O erro do CSI
Costuma-se dizer que dentro de cada um de nós existe um treinador de futebol e um árbitro. Intermináveis conversas de café discutem os erros tácticos e os penáltis que aqueles ceguinhos, mesmo junto à bola, não conseguem ver.
Por outro lado, na sequência do sucesso de séries policiais, como o CSI, emitida pela SIC, e dos amplos noticiários sobre crimes e criminosos, fomos invadidos por outras duas figuras. Em cada um de nós existe um detective e um juiz. Exactos, rigorosos, justiceiros, vingadores, donos de verdades judiciárias tão definitivas que qualquer investigador, procurador ou juiz a sério teme afirmar. É a moda. E veio para ficar.
Escrevo depois de ver um episódio de Poirot, outra excelente série policial, emitida na RTP Memória, e não consegui deixar de lembrar Edmond Locard, o grande organizador da investigação criminal como hoje a conhecemos. No início do séc. XX, escreveu um ensaio no qual comparava os polícias de laboratório e os de romance, naquela época dominados pelos feitos de Sherlock Holmes. Chegava a uma conclusão bem simples. Os novos métodos da polícia científica tinham um único objectivo: produzir prova material que secundarizasse a prova testemunhal e terminasse com a necessidade da confissão.

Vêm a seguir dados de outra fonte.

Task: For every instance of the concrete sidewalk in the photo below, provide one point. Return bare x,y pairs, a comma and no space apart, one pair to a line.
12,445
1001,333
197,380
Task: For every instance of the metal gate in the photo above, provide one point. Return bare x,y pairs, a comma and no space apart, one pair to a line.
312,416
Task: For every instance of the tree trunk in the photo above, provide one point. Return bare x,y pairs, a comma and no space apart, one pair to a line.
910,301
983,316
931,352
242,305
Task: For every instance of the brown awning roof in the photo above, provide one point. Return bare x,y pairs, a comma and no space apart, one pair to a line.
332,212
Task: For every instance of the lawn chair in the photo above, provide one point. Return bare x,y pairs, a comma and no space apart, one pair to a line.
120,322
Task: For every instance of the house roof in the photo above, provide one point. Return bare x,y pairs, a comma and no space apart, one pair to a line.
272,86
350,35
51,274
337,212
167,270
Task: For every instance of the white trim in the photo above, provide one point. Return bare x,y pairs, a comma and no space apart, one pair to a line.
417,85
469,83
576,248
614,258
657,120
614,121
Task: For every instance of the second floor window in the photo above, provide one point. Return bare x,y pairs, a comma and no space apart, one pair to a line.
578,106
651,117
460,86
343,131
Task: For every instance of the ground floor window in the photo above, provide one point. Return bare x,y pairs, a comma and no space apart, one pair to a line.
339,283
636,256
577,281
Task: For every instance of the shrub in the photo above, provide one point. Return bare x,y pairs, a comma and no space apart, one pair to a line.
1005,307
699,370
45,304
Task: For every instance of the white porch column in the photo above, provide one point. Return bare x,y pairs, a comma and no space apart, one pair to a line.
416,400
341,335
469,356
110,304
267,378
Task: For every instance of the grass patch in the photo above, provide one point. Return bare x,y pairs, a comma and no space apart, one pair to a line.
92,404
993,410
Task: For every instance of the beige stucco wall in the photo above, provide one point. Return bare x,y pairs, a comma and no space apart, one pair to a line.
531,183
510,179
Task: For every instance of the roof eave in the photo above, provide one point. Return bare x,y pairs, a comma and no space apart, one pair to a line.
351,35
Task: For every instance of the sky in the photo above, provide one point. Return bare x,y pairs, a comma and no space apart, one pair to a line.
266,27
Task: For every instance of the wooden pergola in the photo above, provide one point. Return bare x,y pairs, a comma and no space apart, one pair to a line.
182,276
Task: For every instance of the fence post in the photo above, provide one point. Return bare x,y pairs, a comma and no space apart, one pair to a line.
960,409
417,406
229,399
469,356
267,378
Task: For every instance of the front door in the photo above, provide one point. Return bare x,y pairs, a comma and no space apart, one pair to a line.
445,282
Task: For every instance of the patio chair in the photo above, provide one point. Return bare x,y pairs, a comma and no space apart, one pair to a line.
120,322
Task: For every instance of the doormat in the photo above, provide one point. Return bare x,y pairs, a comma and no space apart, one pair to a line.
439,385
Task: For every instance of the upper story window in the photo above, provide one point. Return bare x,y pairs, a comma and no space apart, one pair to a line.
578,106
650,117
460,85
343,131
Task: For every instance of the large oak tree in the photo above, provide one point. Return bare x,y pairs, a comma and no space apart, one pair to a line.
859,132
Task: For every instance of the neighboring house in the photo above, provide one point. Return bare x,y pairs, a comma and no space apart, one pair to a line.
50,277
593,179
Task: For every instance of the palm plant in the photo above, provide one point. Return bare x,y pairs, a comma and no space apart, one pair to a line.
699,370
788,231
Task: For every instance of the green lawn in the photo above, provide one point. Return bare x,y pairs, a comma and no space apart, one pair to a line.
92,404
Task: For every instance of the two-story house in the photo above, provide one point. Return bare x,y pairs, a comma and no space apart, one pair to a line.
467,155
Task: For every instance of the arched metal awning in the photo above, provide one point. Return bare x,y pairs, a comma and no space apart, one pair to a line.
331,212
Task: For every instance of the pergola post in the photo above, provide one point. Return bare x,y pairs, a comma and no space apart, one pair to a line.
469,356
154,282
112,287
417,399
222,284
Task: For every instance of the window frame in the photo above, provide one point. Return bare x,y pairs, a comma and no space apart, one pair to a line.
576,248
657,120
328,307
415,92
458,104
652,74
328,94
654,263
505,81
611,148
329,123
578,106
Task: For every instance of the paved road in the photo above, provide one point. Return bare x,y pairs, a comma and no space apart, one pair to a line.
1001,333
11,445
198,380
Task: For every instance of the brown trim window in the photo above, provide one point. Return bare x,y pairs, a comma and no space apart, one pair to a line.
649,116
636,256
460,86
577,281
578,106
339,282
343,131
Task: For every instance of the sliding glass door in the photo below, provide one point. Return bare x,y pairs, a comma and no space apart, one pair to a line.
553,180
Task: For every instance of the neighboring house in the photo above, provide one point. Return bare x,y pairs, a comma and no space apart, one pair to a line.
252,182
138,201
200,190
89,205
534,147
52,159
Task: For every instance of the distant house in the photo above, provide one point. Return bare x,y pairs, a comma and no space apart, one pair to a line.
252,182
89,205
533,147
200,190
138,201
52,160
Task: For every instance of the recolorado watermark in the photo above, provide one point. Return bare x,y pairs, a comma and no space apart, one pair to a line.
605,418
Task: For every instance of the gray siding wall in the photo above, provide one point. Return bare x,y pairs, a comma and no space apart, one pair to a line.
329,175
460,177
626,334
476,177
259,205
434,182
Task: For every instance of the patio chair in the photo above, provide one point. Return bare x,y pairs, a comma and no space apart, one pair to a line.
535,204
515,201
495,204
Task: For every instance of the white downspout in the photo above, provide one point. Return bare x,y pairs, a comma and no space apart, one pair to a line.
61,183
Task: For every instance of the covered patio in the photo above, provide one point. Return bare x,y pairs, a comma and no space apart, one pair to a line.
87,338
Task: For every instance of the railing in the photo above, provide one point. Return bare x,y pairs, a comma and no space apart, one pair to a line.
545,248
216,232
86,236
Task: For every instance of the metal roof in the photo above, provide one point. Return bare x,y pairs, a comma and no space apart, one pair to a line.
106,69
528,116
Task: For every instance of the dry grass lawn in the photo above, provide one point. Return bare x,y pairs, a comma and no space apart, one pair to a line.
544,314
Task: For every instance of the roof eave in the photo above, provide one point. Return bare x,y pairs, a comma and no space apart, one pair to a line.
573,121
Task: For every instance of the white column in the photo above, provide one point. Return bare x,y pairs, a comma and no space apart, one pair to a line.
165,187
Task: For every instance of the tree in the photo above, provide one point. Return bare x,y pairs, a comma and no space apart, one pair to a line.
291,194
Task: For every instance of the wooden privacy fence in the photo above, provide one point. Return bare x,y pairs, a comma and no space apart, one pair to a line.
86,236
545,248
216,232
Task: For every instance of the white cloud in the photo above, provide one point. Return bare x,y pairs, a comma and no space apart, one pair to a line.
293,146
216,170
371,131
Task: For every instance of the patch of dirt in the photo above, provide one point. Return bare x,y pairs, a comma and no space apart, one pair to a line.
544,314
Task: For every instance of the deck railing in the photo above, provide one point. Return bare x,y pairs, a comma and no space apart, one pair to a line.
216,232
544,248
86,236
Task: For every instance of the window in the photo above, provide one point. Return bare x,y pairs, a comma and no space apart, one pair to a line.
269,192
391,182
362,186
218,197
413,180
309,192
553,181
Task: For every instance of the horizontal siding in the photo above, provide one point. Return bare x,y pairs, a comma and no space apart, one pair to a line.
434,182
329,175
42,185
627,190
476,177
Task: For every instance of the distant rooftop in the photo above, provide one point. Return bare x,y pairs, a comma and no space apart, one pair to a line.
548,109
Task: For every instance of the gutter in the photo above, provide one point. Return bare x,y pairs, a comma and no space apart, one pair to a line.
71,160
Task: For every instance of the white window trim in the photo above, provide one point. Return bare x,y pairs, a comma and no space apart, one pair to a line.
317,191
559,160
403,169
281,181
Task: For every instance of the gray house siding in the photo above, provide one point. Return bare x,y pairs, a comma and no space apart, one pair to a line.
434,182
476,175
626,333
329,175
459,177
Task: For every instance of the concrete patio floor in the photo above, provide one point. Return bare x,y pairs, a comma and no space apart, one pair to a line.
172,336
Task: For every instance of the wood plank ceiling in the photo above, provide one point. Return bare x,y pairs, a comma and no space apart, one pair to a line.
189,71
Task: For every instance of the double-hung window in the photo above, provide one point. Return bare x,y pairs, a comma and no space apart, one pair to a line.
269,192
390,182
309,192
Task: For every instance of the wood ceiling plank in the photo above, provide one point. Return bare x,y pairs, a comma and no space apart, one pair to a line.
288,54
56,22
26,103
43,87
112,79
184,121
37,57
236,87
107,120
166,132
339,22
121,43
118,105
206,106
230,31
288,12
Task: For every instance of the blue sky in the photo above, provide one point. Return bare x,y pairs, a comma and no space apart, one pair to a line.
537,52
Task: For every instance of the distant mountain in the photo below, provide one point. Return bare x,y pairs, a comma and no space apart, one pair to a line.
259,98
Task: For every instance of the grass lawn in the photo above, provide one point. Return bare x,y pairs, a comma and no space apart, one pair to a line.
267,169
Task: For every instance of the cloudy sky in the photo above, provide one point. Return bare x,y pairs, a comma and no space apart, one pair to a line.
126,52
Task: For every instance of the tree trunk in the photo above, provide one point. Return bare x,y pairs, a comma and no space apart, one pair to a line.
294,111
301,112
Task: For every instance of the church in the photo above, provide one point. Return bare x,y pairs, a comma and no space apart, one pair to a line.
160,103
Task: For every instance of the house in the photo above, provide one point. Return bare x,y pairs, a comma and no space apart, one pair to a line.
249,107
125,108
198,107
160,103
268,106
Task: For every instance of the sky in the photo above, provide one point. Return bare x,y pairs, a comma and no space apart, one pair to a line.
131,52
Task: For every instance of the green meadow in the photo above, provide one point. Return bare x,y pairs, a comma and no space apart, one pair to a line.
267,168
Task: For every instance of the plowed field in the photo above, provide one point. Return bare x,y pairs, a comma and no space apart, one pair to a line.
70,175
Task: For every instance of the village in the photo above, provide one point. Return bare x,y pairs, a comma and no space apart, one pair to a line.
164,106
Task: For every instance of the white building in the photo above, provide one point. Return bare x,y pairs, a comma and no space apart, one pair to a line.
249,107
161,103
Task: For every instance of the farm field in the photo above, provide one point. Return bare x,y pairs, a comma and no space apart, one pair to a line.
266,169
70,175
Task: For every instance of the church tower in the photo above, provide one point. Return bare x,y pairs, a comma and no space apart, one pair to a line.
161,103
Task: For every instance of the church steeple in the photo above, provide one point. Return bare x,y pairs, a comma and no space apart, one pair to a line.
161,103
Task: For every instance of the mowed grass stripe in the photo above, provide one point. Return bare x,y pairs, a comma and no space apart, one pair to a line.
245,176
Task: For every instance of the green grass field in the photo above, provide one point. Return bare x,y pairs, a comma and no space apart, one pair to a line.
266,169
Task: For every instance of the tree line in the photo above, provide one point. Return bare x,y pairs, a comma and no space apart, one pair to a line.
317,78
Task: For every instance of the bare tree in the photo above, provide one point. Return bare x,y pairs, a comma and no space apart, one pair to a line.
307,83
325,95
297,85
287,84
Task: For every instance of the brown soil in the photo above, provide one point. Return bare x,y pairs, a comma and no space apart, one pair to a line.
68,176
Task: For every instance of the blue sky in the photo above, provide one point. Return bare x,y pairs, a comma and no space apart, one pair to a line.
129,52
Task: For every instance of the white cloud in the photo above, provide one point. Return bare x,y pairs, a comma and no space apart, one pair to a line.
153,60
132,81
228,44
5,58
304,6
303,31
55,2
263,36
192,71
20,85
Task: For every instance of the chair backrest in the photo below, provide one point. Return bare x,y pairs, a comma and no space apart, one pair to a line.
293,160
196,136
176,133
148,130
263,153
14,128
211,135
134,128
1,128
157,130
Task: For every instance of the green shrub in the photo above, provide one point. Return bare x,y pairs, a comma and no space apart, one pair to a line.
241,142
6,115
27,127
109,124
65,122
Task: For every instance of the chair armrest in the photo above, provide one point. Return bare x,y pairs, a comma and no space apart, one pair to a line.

Durante séculos, a tortura ganhara legitimidade como instrumento que permitia a tranquilidade de haver um réu confesso. Torturar até confessar. Foi contra esta afronta à dignidade humana que os pioneiros da investigação criminal criaram os novos métodos que haveriam de ganhar maior consistência científica (sem nunca ser uma ciência) ao longo de toda a centúria até aos nossos dias. Os polícias de romance, segundo Locard, contribuíram para os novos métodos com a divulgação da dedução e da análise meticulosa dos indícios. O caminho estava aberto. O erro de Poirot é descobrir crimes apenas pela análise e dedução dos comportamentos dos suspeitos.
O erro do CSI é, depois de tanta ciência, existir sempre a confissão do autor do crime. E os dois erros, afinal de contas, são o verdadeiro fascínio da investigação criminal. Não sendo ciência que dela se alimenta e, agora, de milhões de detectives de bancada que hesitam entre chamar nomes ao árbitro ou denunciar calorosamente o criminoso das suas crenças.
De facto, estamos mais perto da Inquisição do que muitas vezes nos julgamos.